Connecting the Dots    Illustration by Harry Pulver
Connecting the Dots Illustration by Harry Pulver

Danger Will Robinson, Danger!           By Lori La Bey

Like many Alzheimer’s patients, my mother cannot connect the dots anymore.  If I told her to point to her nose, she might wiggle her finger, or bend a knee.   She cannot differentiate between harm and help.  It is like she thinks she is being abused. 

Picture yourself sitting in a chair all day long.  Your body stiff, and sore.  You eyesight blurry, and unclear.  You see figures, but can’t make out who is with you or where you are.   You know someone is talking, but none of it makes sense.  All of a sudden, with no warning, someone grabs you.  They are trying to pick you up, move you.  Your mind spins.  The red flashing light goes off in your head, screaming, Warning, Warning, Danger, Will Robinson, Danger  You ask, “Who is there?” but get no understandable answer.  The jibber jabber continues, but nothing makes sense.  What are they doing?  Who is there? Why are they grabbing me?  Where are they taking me? Screams your mind.   This is when mom’s fear takes over, and she starts to fight.  The disease, to me, is about survival and feeling safe.

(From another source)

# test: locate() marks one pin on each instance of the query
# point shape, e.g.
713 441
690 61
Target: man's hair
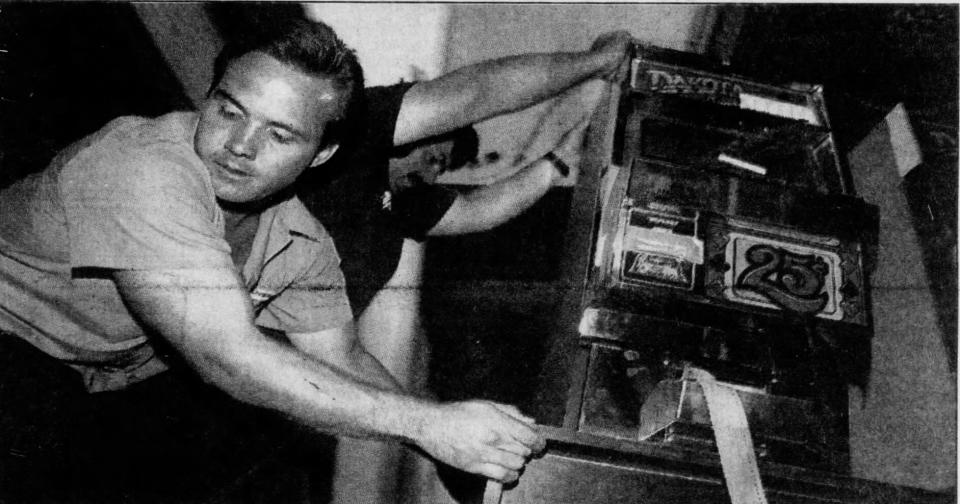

So think about it.  When we get scared, we want to fight or flee.  The difference with a person with Alzheimer’s is they cannot run away.  They are just left with fight, to survive.  When they are not able to connect the dots, it is like speaking a foreign language to them.  Add in grooming and generational standards like being naked in front of a stranger and WOW, POW, that’s it.  We have to remember their reactions are based on three things:  circumstances, conditions and their perceptions.  It is not a personal attack on us; actually, it is just the opposite.  They are the ones feeling attacked!

3 Replies to “Danger Will Robinson, Danger!”

  1. I agree and at times its hard to understand that or make sense of it,how ever bad it is for us,its worse for them.

    Moms been better the last few days,and has been talking a little and she has been saying/complaining how her life isnt the same anymore and so on.

  2. At the nursing home, I taped a note on the wall above my mother’s bedside table. It said, “My mother is legally blind. Please talk to her before doing anything so she isn’t startled.”

    It has helped some, and she gets very compassionate care where she is, but they don’t always read it.

    1. HI Carla,
      I think that is great! Good thinking. You may want the nursing home to post a note in there log as well for shift changes and ask for it to be communicated to all staff including: activities, personal care, housekeeping, maintenance, food service. We did a similar thing for having music on in my Mother’s room. Asking that it be on “HER” channel and not staffs, and that it be on all the time. We have found for my Mom, anyways, music calms her down and keeps her peacefull and happy. People just don’t realize the impact they have on others, especially memory loss patients, be it staff or family and friends.